Das EU-Parlament hat im Konflikt mit dem Ministerrat um das SWIFT-Interimsabkommen über den Finanzdatenaustausch mit den USA erstmals seine Muskeln spielen lassen. Parlamentspräsident Jerzy Buzek drohte in einem Schreiben an die Ratspräsidentschaft mit künftigen Vetos, wenn der Ministerrat dem Parlament nicht umgehend den Vertragsentwurf vorlege.

Bei der Aussprache des EU-Parlaments mit der Ratspräsidentschaft am Mittwochnachmittag entlud sich der im Dezember ausgebrochene Konflikt zwischen dem Ministerrat und dem Parlament. Wieder einmal oder "noch immer" geht es um das Abkommen zur Weitergabe von SWIFT-Finanztransaktionsdaten an die USA.

Der Sprecher der spanischen Ratspräsidentschaft, Jose Lopez Garrido, erntete aus allen parlamantarischen Lagern - auch von den Konservativen - heftige Kritik. Am meisten erboste die Parlamentarier die Erklärung, warum der versprochene Text des Abkommens noch immer nicht vorliege. Garrido hatte "Übersetzungsprobleme" als Verzögerungsgrund angegegeben.

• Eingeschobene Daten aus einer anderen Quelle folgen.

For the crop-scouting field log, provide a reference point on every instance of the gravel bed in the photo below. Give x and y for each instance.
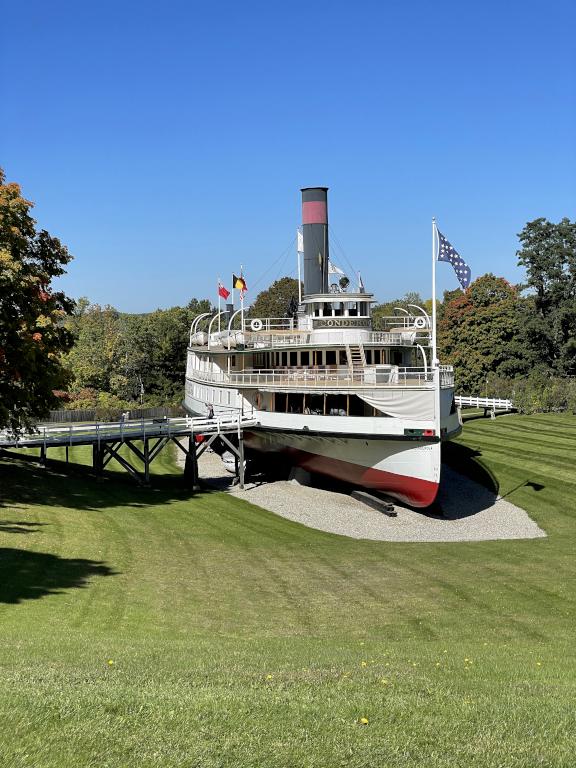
(470, 512)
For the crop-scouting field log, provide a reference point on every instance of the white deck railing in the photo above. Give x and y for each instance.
(282, 339)
(326, 378)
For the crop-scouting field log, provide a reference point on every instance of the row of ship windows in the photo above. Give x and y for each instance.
(317, 404)
(324, 357)
(339, 308)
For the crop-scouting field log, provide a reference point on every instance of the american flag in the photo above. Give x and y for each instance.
(447, 252)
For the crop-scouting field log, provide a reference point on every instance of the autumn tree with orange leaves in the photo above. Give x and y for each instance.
(480, 334)
(32, 332)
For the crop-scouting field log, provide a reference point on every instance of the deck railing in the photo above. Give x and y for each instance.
(327, 378)
(281, 339)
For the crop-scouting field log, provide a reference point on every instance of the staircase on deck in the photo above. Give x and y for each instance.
(356, 359)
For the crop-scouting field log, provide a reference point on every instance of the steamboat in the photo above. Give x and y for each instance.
(369, 407)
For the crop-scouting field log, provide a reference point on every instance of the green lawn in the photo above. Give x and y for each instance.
(148, 627)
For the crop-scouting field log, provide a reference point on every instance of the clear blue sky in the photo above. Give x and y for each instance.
(166, 143)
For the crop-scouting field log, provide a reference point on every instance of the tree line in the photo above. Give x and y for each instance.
(502, 339)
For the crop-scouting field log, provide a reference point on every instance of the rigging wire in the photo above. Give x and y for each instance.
(334, 239)
(282, 259)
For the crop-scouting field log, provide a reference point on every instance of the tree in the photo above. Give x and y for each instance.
(549, 322)
(32, 332)
(388, 308)
(120, 354)
(479, 334)
(276, 300)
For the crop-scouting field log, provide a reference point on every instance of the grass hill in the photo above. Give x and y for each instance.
(149, 627)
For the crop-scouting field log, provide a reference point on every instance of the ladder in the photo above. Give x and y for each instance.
(356, 358)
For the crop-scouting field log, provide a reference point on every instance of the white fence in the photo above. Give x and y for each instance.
(488, 403)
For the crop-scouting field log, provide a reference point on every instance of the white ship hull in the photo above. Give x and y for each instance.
(406, 468)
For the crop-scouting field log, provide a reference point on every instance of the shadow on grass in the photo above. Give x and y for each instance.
(468, 462)
(19, 526)
(24, 481)
(31, 575)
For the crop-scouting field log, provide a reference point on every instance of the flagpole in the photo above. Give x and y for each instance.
(435, 363)
(242, 301)
(299, 277)
(218, 305)
(434, 352)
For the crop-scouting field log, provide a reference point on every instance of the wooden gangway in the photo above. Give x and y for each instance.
(106, 439)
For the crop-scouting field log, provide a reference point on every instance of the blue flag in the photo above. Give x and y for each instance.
(447, 252)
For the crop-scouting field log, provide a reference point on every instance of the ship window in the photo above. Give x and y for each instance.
(356, 406)
(314, 405)
(336, 405)
(295, 402)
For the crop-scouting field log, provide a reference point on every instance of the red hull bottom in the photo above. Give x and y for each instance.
(411, 490)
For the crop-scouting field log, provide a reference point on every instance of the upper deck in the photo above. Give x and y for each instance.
(316, 331)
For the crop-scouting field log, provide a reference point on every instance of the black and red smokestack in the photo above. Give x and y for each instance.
(315, 234)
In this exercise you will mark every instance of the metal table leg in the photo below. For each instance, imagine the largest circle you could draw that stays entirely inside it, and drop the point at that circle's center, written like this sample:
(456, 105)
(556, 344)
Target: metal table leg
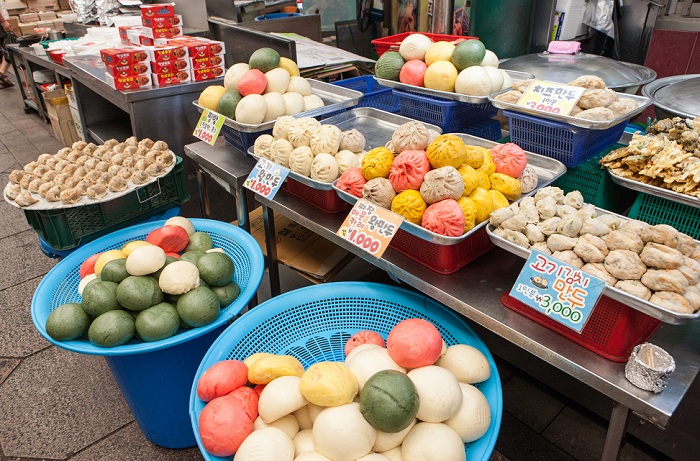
(271, 245)
(616, 429)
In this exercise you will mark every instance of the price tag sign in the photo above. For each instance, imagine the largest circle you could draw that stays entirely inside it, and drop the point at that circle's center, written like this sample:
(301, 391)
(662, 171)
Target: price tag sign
(370, 227)
(266, 178)
(209, 126)
(561, 292)
(551, 97)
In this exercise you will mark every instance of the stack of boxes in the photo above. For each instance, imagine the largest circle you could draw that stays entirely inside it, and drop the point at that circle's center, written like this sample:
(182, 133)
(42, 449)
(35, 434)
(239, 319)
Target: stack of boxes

Buzek (EVP), der Präsident des EU-Parlaments, hatte den Ministerrat auch im Namen der anderen Fraktionen aufgefordert, endlich den Text des Abkommens zur Verfügung zu stellen, und zwar bis zu dieser Sitzung.

"Inakzeptabel, Vetorecht"

Buzek erklärte in seinem Schreiben vom 15. Jänner, das ORF.at vorliegt, an den "amtsführenden Ratsprä?identen" Jose Luis Rodriguez Zapatero und den (neuen) "Präsidenten des Europäischen Rats", Herman van Rompuy:

"In Anbetracht der politischen Sensibilität des Themas SWIFT muss ich Ihnen (...) sagen, dass diese Situation inakzeptabel ist. Der Vertrag von Lissabon hat dem Parlament ein Vetorecht bei derartigen Verträgen erteilt. Es ist daher nicht klug ('unwise') seitens des Rats, Verträge welcher Art auch immer - aber speziell diesen, inhärent kontroversiellen - abzuschließen, ohne davor die Zustimmung des Parlaments einzuholen."

"Alle fiesen Tricks"

Mit dieser Androhung künftiger Vetos gegen Beschlüsse der Kommission bezieht sich der ehemalige Solidarnosc-Aktivist und nachmalige polnische Ministerpräsident auf einen Schachzug des EU-Ministerrats vom Dezember des abgelaufenen Jahres.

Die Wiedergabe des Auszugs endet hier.